En évaluant le potentiel de réinsertion sociale du délinquant et la nature de l’infraction qu’il a commise, le tribunal peut imposer une ordonnance de surveillance de longue durée au délinquant qui a fini de purger sa peine et dont la mise en liberté est imminente. Ces ordonnances peuvent porter, au besoin, sur une période allant jusqu’à 10 ans afin d’assurer la sécurité publique. Les ordonnances de surveillance de longue durée sont accompagnées de conditions semblables à celles d’une mise en liberté sous condition; si le délinquant ne respecte pas ces conditions, l’ordonnance peut être suspendue et le délinquant réincarcéré.

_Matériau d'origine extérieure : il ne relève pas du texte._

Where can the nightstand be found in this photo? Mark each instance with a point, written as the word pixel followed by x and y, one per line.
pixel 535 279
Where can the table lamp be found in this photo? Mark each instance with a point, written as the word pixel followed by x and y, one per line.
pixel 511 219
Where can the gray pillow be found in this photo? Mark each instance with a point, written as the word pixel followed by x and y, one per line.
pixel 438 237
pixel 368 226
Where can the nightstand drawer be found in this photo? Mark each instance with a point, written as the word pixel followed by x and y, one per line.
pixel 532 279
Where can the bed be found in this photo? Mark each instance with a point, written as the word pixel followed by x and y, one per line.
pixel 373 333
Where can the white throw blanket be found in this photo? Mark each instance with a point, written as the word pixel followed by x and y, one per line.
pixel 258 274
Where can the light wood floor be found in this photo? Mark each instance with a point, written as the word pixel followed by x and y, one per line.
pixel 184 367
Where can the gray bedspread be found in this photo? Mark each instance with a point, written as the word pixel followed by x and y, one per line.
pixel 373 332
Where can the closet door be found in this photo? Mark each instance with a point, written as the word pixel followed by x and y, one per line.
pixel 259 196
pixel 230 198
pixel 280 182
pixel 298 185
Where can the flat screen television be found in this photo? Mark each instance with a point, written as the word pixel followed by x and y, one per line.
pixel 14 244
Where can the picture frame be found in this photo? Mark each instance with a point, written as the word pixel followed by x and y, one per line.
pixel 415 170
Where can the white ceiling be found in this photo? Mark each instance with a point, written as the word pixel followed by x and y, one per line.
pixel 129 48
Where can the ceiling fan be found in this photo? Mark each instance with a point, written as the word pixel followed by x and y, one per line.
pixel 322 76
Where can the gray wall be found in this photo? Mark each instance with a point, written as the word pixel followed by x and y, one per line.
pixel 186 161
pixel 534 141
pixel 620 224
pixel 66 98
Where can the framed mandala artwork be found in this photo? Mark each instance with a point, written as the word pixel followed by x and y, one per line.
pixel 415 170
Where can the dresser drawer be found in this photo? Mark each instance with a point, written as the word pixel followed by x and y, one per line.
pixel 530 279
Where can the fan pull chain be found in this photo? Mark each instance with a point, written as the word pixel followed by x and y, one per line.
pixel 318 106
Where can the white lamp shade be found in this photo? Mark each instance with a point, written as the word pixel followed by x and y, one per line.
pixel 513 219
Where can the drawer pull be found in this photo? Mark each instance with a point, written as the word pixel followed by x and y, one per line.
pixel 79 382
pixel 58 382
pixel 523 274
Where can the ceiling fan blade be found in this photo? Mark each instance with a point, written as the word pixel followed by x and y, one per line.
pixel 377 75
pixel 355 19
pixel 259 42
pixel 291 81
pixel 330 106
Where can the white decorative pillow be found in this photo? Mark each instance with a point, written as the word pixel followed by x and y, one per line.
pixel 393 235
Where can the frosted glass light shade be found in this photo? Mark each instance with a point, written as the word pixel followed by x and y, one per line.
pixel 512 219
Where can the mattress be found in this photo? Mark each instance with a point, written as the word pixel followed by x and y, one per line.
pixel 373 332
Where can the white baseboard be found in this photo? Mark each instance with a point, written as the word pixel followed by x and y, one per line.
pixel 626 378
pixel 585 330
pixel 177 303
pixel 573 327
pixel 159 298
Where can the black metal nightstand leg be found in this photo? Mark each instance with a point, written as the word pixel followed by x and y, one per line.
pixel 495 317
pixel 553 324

On comprendra que les délinquants qui sont en liberté sous condition, et donc vivent ou travaillent dans la collectivité, sont très bien encadrés par le SCC et ses partenaires. Lorsque la Commission nationale des libérations conditionnelles accorde une mise en liberté, elle impose un certain nombre de conditions : le délinquant devra se présenter régulièrement à son agent de libération conditionnelle et à la police; il devra aussi porter sur lui, en tout temps, son certificat de mise en liberté ou sa carte d’identité, et les présenter à tout policier qui lui en fait la demande.

3. Option-Vie

Comme on l’a vu, l’un des premiers objectifs de la mise en liberté sous condition, outre de contribuer à la sécurité publique, est de faciliter la réinsertion sociale des détenus. Mais il n’est pas facile pour un délinquant condamné à une peine d’emprisonnement à perpétuité de trouver, au quotidien, la motivation de purger sa peine et de faire tous les efforts nécessaires pour se réhabiliter.

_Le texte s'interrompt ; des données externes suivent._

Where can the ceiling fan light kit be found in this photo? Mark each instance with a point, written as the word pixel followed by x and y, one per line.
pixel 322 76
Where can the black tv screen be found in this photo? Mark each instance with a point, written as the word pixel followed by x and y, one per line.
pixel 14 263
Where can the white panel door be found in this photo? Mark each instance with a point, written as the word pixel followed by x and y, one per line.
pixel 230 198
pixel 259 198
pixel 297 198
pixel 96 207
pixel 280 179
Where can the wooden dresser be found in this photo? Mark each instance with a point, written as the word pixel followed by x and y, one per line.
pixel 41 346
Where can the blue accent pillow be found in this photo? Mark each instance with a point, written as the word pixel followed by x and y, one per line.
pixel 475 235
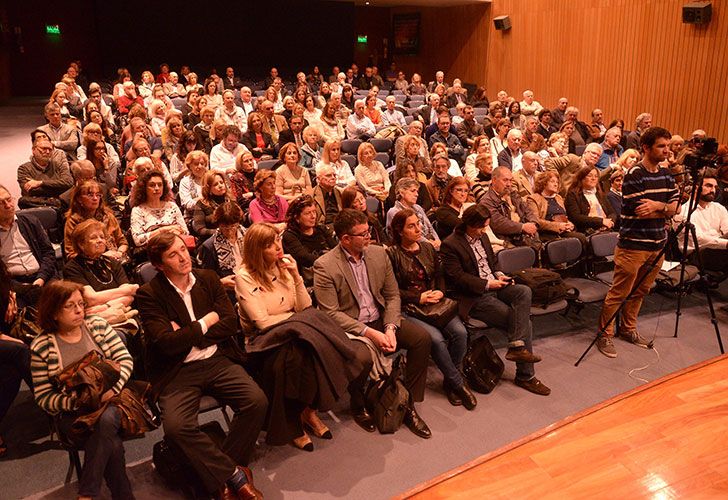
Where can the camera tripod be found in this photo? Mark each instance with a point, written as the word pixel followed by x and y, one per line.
pixel 687 229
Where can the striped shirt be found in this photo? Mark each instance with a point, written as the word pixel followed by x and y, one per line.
pixel 638 233
pixel 45 364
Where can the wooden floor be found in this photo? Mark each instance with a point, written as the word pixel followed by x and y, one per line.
pixel 667 439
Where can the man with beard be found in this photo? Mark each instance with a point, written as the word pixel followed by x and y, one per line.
pixel 649 198
pixel 711 227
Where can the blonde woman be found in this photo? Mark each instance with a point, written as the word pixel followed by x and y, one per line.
pixel 292 180
pixel 371 174
pixel 332 156
pixel 271 292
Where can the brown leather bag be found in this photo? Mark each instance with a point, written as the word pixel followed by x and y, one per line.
pixel 89 378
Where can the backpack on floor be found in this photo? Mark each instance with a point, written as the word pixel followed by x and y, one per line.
pixel 482 366
pixel 174 467
pixel 547 287
pixel 388 399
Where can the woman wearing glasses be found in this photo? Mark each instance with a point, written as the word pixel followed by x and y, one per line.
pixel 416 267
pixel 67 337
pixel 87 203
pixel 453 204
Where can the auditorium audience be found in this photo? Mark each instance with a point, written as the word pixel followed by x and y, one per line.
pixel 214 193
pixel 487 294
pixel 67 336
pixel 298 372
pixel 586 205
pixel 267 205
pixel 87 202
pixel 292 180
pixel 444 226
pixel 189 323
pixel 306 239
pixel 152 211
pixel 355 285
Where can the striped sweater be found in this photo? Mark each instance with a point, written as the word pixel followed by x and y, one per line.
pixel 44 364
pixel 644 234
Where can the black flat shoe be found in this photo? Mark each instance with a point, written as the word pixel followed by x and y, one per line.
pixel 364 420
pixel 467 398
pixel 414 423
pixel 303 443
pixel 453 398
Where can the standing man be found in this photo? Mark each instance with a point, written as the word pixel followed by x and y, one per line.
pixel 189 323
pixel 611 148
pixel 641 123
pixel 649 197
pixel 355 285
pixel 558 114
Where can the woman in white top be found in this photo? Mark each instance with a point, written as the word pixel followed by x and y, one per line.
pixel 190 187
pixel 498 143
pixel 192 84
pixel 371 174
pixel 332 128
pixel 156 115
pixel 214 100
pixel 152 210
pixel 292 180
pixel 147 86
pixel 481 145
pixel 310 112
pixel 332 156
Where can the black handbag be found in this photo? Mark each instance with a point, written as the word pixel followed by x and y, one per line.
pixel 482 366
pixel 438 314
pixel 25 326
pixel 388 399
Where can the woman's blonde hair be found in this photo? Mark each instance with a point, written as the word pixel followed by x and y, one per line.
pixel 327 147
pixel 257 238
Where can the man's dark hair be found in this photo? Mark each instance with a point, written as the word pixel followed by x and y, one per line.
pixel 398 222
pixel 475 216
pixel 347 219
pixel 158 244
pixel 231 130
pixel 649 137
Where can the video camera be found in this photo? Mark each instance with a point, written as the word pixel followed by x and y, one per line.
pixel 705 154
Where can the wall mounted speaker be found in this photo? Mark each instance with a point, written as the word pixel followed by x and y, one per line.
pixel 502 23
pixel 697 13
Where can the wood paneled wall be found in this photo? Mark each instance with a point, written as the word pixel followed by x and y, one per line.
pixel 623 56
pixel 452 39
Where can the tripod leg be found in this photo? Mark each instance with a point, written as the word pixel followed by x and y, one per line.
pixel 701 270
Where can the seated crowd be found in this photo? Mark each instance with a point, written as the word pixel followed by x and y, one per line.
pixel 296 230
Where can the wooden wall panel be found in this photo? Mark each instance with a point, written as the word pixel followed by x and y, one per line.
pixel 624 56
pixel 452 39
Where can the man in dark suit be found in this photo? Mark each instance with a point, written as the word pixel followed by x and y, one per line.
pixel 355 285
pixel 231 81
pixel 189 323
pixel 294 133
pixel 488 295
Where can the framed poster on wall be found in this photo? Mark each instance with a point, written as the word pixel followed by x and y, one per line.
pixel 406 33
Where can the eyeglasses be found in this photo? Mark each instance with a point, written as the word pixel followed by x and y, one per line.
pixel 70 306
pixel 366 235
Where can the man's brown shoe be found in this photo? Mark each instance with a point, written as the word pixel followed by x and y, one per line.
pixel 533 385
pixel 521 355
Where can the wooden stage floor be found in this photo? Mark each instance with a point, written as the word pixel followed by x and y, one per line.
pixel 666 439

C’est dans cette optique qu’a été créé le programme Option-Vie, un service innovateur mis en place grâce à un partenariat entre le SCC, la CNLC et des organismes non gouvernementaux. Option-Vie fait appel à des délinquants condamnés à une peine à perpétuité qui se sont réinsérés dans la collectivité avec succès depuis au moins cinq ans pour guider d’autres délinquants condamnés à une peine à perpétuité, à une peine de durée indéterminée ou à une longue peine. Ces anciens détenus, qui demeurent en liberté conditionnelle, sont appelés « intervenants accompagnateurs internes » et « intervenants accompagnateurs externes » Les intervenants accompagnateurs internes travaillent à l’intérieur des établissements; ils participent à la mise sur pied de programmes pour les détenus purgeant une peine à perpétuité et ils aident à garder ces détenus motivés. Les intervenants accompagnateurs externes, pour leur part, travaillent auprès des délinquants à perpétuité qui sont mis en liberté et qui ont besoin d’aide pour trouver un travail, reprendre contact avec leur famille, se faire un réseau social, etc.

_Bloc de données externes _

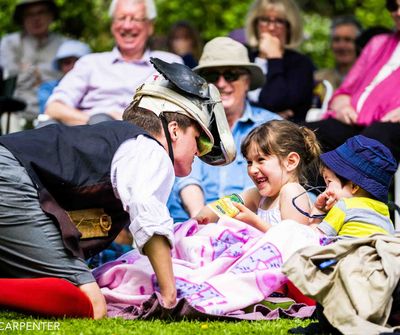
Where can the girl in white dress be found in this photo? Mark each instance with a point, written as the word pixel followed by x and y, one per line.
pixel 279 153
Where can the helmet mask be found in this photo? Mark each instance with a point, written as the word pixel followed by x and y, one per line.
pixel 194 98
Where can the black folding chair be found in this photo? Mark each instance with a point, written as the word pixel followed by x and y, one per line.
pixel 9 104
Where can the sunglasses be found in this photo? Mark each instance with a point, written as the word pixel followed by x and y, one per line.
pixel 346 39
pixel 265 20
pixel 392 6
pixel 311 216
pixel 229 75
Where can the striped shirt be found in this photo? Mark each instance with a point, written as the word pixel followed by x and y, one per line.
pixel 357 217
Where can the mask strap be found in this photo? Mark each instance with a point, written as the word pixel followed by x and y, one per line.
pixel 167 136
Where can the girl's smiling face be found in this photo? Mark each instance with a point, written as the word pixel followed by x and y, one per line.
pixel 266 171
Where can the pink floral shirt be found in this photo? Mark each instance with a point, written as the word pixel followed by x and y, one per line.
pixel 386 95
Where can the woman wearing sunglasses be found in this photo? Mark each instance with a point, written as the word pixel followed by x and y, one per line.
pixel 368 101
pixel 273 29
pixel 224 63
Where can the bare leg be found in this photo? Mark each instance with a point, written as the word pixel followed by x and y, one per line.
pixel 92 290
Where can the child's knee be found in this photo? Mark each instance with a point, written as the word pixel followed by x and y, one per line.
pixel 95 296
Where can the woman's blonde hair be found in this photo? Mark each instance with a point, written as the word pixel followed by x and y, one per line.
pixel 287 8
pixel 280 138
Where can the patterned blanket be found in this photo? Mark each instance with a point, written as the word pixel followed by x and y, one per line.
pixel 223 269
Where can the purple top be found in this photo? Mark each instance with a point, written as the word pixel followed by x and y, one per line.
pixel 384 97
pixel 103 82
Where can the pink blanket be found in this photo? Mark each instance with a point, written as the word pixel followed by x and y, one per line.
pixel 220 269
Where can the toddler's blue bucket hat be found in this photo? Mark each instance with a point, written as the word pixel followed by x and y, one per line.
pixel 364 161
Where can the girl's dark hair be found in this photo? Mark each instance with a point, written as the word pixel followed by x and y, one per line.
pixel 280 138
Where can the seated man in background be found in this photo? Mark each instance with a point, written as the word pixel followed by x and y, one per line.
pixel 28 54
pixel 101 85
pixel 226 64
pixel 344 32
pixel 67 55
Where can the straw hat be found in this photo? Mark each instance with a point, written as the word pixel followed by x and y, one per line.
pixel 224 51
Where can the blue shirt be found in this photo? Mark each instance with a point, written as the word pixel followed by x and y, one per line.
pixel 218 181
pixel 44 92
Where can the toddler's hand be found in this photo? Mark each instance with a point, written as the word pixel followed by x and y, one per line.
pixel 325 201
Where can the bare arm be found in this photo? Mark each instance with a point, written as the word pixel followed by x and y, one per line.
pixel 192 199
pixel 344 111
pixel 158 251
pixel 66 114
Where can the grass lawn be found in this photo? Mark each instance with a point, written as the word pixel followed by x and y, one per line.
pixel 13 323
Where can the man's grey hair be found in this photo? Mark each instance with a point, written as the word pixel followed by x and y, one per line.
pixel 150 8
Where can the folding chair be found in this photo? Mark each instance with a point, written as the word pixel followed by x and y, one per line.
pixel 9 104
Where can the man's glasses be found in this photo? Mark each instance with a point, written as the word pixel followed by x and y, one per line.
pixel 265 20
pixel 346 39
pixel 229 75
pixel 130 19
pixel 392 6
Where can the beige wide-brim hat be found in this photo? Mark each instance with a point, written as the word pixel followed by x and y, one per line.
pixel 224 51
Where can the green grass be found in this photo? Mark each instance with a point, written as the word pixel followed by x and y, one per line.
pixel 117 326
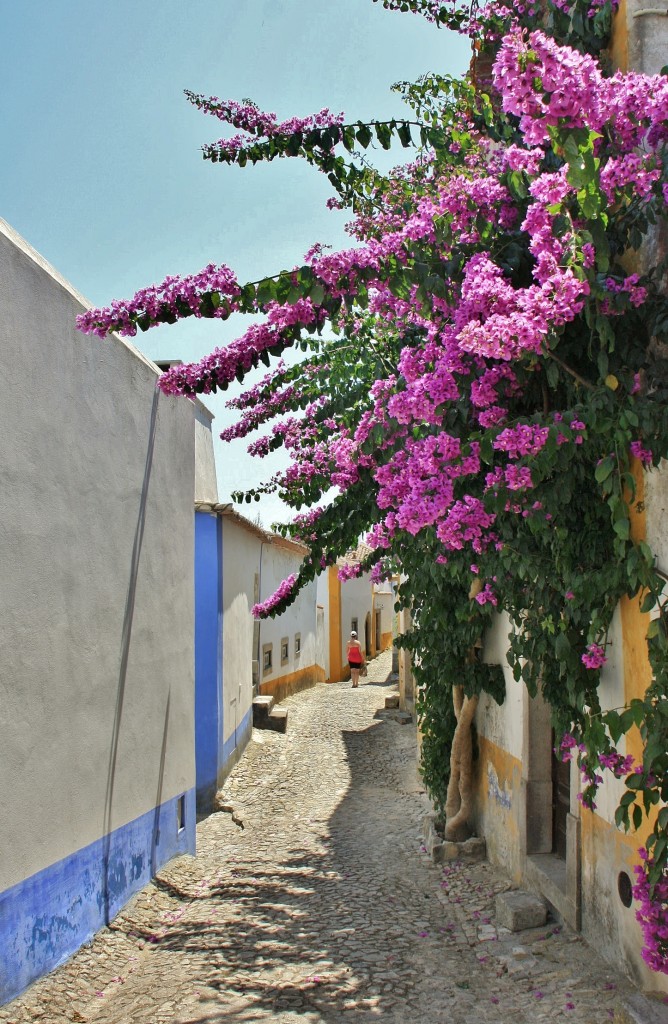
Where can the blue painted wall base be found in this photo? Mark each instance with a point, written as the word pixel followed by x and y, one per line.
pixel 208 656
pixel 45 919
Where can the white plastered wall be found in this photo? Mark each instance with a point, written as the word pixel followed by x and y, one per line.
pixel 96 484
pixel 278 563
pixel 241 561
pixel 206 487
pixel 502 725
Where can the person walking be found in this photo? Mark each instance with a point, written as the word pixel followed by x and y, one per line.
pixel 356 658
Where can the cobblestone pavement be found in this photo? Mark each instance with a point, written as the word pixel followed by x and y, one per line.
pixel 323 907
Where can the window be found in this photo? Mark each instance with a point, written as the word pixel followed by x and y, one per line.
pixel 180 813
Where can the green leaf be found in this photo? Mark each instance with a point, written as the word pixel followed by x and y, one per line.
pixel 404 132
pixel 364 135
pixel 265 292
pixel 604 468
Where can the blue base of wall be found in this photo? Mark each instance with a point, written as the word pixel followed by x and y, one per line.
pixel 232 751
pixel 45 919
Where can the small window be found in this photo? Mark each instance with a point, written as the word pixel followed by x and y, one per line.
pixel 180 813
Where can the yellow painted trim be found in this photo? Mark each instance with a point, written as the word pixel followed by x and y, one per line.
pixel 335 658
pixel 292 682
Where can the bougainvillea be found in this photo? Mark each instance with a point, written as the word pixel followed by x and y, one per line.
pixel 479 372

Les responsables d’Option-Vie peuvent mesurer leur succès au nombre de condamnés à perpétuité qui ont réintégré la collectivité et qui en sont devenus des membres productifs. De plus, le projet sensibilise davantage la collectivité au fait que des condamnés à perpétuité peuvent contribuer à la prévention du crime.

Les différentes étapes de la mise en liberté sous condition et les programmes comme Option-Vie prouvent que plus les délinquants ont de liens avec la collectivité, plus ils ont de chances de réussir la transition.